Christ is the Lamb that takes away the sins of the World. You are taking this out of context by holding that, on the cross, Christ took your sins away..
1. Christ is of purer eyes than to behold evil and canst not look upon iniquity means he will not justify the wicked works (failing to do judgment and justice by perverting the law) as did the scribes, lawyers and Pharisees. He refused to do judgment according to their wicked interpretations of the law.
2. Indeed God will not punish the righteous and acquit the wicked because he will always do judgment and justice. Christ willingly took our sins knowing what would be the cost and that was not just dying a physical death on the cross. To be separated from the Father would be an even greater wrath. Or do you not believe that Christ was separated from the Father?
3. Christ asking the Father, "Why has thou forsaken me?" is Christ making a definitive statement of fact. He did not ask, "Please do not forsake me." In paying for the sins of his people, as mentioned above, Christ had to pay for their sins of unbelief causing them to forsake the Father. He stood in their/our stead and was separated/forsaken by the Father as the Father had said he would do to them. Christ witnesses plainly that the Father indeed forsook him.
4. Christ also witnessed that the Father had already given him the power to lay down his life and the power to take it up again
The Father indeed did deliver him.
5 The early church knew the truth of penal substitution. John Calvin did not discover anything that the early church did not already know. Eph 3:10 says, "...that it might be known by the church the manifold wisdom of God." It was already revealed
Yes, the main point of Israel being forsaken because they went after the gods of the nations is mentioned repeatedly in the old testament. Yet even here Scripture tells us God was with them. They were forsaken to chastisement (chastening). They were in bondage. But the main theme is God is faithful and would ultimately deliver them from bondage.
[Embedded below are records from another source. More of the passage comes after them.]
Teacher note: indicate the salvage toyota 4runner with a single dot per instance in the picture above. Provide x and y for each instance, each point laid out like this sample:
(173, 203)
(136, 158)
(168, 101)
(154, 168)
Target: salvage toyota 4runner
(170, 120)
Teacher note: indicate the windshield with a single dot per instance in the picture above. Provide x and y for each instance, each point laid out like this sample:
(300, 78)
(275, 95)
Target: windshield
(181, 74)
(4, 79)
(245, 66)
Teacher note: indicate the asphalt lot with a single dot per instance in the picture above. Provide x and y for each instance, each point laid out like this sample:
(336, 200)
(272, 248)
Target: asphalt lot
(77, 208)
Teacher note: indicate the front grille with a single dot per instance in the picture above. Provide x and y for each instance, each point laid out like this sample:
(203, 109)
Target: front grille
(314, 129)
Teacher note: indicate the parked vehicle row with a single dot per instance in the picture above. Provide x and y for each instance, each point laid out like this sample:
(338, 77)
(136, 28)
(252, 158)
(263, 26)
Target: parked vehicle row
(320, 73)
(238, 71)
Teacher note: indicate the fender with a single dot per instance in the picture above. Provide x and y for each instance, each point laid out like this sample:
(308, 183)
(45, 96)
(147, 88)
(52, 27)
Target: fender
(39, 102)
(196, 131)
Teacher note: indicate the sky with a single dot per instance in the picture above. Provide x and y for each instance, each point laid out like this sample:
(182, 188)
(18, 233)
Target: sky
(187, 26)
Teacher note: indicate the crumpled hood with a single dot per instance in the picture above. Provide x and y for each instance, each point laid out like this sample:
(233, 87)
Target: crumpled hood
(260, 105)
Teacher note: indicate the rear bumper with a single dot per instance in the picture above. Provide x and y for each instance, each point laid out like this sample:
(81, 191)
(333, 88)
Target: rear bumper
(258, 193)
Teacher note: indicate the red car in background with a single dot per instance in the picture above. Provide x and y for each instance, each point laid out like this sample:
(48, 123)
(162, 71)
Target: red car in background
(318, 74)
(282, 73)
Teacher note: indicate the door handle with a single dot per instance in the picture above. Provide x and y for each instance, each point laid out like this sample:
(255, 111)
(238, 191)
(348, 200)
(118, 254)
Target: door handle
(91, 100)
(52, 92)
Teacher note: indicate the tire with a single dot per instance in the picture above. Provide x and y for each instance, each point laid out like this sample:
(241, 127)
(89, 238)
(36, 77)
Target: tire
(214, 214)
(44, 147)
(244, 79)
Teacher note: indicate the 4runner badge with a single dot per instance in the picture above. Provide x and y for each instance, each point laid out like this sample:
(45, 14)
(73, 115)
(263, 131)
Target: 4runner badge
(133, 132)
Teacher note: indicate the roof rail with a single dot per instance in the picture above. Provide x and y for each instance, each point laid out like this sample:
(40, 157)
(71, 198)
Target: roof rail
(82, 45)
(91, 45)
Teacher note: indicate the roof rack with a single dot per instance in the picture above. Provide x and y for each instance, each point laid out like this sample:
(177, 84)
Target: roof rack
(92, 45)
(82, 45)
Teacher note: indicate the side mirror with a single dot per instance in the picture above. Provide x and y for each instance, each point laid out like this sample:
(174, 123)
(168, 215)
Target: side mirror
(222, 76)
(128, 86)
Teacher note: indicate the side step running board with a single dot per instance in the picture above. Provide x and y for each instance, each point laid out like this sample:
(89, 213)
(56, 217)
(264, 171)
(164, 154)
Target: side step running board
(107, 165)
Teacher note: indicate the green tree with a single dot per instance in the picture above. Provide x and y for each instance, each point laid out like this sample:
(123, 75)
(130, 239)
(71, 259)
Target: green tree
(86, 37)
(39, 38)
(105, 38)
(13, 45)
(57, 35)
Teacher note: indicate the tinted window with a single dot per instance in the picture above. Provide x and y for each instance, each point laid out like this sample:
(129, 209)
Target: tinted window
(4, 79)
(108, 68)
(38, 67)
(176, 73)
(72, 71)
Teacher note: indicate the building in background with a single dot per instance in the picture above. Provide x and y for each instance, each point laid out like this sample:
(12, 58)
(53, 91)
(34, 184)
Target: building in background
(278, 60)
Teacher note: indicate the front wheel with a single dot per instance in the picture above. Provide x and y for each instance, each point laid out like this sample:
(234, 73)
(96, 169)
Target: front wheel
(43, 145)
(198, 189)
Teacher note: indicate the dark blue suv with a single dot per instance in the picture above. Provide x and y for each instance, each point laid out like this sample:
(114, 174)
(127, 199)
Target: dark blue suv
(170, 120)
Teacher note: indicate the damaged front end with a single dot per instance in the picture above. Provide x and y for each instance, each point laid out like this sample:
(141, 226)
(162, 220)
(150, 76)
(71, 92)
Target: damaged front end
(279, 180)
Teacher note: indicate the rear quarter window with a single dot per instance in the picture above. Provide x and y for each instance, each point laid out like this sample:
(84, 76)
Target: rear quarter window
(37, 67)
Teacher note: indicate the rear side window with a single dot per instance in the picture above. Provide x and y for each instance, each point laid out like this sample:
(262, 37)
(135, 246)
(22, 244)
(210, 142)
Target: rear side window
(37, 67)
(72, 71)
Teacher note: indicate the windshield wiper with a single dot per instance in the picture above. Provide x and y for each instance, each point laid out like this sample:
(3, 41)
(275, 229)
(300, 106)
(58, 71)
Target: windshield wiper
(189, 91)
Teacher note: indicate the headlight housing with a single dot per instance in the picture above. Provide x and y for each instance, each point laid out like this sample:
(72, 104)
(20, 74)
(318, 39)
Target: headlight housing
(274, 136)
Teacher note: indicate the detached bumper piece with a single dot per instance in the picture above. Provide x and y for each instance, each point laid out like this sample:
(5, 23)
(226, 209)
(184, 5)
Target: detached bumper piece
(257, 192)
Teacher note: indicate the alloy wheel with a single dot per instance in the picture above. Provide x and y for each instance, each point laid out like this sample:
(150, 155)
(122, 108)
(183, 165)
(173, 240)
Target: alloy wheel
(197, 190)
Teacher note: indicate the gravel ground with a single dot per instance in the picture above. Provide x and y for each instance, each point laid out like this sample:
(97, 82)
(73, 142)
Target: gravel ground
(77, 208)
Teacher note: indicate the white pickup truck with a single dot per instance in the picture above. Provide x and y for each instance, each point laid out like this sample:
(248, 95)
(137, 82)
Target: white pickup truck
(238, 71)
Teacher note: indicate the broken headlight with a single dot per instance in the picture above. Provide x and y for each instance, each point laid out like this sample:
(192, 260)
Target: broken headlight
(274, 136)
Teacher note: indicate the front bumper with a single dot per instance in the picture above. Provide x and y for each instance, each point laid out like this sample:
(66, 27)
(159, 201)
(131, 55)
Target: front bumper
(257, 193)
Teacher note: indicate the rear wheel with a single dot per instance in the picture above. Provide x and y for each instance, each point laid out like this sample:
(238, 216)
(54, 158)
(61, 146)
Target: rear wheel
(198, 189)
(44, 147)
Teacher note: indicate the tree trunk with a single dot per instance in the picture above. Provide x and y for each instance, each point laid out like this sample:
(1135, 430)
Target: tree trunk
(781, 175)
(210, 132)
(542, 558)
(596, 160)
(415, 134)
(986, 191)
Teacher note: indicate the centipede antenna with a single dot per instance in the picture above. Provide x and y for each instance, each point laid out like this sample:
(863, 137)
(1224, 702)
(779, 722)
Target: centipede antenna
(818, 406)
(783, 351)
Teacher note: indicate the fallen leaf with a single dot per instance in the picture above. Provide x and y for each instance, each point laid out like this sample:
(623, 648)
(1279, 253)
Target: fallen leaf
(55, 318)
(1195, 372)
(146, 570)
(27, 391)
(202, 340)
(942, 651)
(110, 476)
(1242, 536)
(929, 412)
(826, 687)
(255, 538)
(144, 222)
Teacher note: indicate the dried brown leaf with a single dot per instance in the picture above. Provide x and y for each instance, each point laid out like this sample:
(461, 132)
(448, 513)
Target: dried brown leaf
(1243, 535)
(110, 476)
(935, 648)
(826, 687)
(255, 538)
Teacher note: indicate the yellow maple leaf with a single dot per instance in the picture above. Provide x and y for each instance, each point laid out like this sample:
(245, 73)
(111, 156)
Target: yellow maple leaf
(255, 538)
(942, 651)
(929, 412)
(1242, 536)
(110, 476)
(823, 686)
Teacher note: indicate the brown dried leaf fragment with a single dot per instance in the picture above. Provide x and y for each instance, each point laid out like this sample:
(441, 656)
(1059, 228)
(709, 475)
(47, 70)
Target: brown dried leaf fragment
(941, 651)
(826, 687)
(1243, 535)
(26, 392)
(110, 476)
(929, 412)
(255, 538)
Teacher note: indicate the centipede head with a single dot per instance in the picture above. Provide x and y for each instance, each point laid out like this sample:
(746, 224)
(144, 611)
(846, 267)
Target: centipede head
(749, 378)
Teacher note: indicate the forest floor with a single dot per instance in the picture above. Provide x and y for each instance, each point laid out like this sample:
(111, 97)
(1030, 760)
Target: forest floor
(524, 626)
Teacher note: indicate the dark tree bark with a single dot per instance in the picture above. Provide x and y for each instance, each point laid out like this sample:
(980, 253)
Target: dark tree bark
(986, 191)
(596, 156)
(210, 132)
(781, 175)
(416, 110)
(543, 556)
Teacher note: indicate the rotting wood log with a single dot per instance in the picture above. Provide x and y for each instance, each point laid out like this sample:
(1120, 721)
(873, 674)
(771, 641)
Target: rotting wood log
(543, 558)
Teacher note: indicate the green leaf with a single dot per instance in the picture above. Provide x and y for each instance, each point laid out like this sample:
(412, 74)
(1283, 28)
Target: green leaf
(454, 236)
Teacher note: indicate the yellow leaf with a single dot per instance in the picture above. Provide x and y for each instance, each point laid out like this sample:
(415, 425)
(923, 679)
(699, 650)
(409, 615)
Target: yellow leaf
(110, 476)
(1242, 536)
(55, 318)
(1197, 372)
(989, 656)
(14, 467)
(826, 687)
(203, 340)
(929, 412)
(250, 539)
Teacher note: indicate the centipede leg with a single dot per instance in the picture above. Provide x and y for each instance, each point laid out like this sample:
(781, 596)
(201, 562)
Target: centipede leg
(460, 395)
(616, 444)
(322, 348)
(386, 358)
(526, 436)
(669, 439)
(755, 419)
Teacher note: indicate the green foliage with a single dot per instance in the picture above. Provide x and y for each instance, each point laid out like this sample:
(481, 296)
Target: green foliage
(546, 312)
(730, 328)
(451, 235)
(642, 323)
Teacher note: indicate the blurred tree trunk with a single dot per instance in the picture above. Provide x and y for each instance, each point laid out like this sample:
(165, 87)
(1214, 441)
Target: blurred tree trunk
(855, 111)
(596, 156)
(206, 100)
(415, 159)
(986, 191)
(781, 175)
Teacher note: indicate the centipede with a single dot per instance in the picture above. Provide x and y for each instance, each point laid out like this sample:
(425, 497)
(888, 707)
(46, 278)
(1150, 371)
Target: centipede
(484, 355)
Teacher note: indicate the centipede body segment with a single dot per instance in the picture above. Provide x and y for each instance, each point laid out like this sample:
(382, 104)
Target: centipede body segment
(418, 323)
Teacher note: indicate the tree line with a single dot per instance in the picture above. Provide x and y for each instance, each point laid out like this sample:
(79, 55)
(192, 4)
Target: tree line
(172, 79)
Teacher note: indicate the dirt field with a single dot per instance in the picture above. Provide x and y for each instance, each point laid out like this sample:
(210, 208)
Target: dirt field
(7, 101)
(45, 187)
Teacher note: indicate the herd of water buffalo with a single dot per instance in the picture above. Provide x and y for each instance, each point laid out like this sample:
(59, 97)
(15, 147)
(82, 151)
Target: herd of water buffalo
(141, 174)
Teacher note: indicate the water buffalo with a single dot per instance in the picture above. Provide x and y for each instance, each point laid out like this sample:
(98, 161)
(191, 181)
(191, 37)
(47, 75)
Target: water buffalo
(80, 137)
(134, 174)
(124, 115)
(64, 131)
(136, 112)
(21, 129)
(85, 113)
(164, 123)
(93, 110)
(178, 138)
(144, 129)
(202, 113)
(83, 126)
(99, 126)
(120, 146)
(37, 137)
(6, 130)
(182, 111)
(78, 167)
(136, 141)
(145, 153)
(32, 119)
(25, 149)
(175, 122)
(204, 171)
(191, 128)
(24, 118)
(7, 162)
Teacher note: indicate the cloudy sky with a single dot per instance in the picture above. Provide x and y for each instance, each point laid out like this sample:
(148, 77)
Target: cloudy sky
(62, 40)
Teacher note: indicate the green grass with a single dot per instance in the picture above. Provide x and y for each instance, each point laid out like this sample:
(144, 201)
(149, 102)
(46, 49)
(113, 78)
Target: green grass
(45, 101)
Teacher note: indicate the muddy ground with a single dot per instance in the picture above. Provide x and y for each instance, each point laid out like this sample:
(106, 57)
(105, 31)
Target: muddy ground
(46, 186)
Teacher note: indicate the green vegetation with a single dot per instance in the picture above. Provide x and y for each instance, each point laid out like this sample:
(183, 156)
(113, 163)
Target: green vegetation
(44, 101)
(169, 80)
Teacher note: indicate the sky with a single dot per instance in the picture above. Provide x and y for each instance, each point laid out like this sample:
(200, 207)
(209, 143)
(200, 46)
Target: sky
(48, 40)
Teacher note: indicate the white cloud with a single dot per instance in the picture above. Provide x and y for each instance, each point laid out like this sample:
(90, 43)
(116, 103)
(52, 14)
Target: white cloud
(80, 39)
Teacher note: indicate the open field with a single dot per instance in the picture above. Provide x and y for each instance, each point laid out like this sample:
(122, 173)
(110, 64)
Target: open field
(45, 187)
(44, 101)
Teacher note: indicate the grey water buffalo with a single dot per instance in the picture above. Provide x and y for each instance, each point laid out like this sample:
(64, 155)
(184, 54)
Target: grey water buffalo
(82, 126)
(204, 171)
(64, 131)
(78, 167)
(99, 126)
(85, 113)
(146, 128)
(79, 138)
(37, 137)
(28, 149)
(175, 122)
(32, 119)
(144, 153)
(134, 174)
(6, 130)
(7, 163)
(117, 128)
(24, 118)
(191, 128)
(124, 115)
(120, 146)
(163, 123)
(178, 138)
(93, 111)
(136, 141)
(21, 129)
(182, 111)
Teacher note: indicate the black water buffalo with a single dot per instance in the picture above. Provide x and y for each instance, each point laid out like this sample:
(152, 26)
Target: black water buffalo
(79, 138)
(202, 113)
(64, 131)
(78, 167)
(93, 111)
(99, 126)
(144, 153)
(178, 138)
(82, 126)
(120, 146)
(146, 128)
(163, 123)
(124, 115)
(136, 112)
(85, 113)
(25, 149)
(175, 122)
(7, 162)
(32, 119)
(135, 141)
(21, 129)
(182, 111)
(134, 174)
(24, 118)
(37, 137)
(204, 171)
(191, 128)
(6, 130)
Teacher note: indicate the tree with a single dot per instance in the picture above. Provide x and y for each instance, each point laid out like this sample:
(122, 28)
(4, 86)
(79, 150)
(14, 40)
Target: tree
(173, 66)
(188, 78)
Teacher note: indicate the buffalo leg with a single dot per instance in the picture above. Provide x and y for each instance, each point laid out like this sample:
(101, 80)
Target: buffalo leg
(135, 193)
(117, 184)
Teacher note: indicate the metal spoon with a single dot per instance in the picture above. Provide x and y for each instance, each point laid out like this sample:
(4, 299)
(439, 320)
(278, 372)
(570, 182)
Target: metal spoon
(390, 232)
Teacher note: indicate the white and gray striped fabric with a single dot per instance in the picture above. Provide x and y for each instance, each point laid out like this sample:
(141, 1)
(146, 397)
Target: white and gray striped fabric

I agree that this is how "forsaken" and "chastisement" should be interpreted when we look at the Cross.
1. I agree Christ is of purer eyes than to behold evil and can not look upon iniquity meaning he will not justify the wicked works. In context of the he passage it means God will not condone sin (the prophet was appealing to God's righteousness).
2. I agree God will not punish the righteous and acquit the wicked. I agree Christ willingly took our sins knowing what would be the cost. I disagree that God punished His "Righteous One" in order to acquit the wicked. Instead I believe God will condemn the wicked at Judgment. Rather than an elaborate scheme involving transferring sins, punishing sins separated from the ones who committed the sins, etc. I believe God recreated the wicked (He "sprinkled clean water on them, took out their heart of stone, gave them a new spirit, put His Spirit in them). In other words, God's Word stands eternally. He will condemn the wicked, but the "solution" was simply an act of recreating men (we must die to the flesh, repent, and be made alive in Christ).
There is no need to have God playing the fool, pretending His Righteous One is a sinner. There is no need to punish sins apart from punishing the ones who committed the sins. There is no need for all the pagan philosophy inherent in Penal Substitution Theory. Men are simply reborn in Christ, where there is no condemnation.
3. I agree Christ asking the Father, "Why has thou forsaken me?" is Christ making a definitive statement of fact. Just like God never abandoned Israel when they were forsaken to chastisement, God never abandoned Christ when He was forsaken to suffer and die on the cross. Read Psalm 22 as an entire narrative (don't pick through it, start with the beginning and see how it concludeds).
4. I agree that Christ also witnessed that the Father had already given him the power to lay down his life and the power to take it up again. But Christ also said He does nothing of His own accord, but does His Father's will.
The Father indeed did deliver him.
5 The early church did know of penal substitution as aspects of Christ's work in that Christ bore our sins, the Just for the unjust, and in Him we escape the wrath to come. But what we call Penal Substitution is much more than that.
John Calvin invented Penal Substitution Theory. Calvin was a lawyer who was steeped in Humanistic Law. While his views are certainly linked to the past, particularly Roman philosophy, Penal Substitution Theory is closer to Calvin's commentary on De Clementia (on retributive justice, demands of the law, demands on judges, etc.) than it is on Scripture.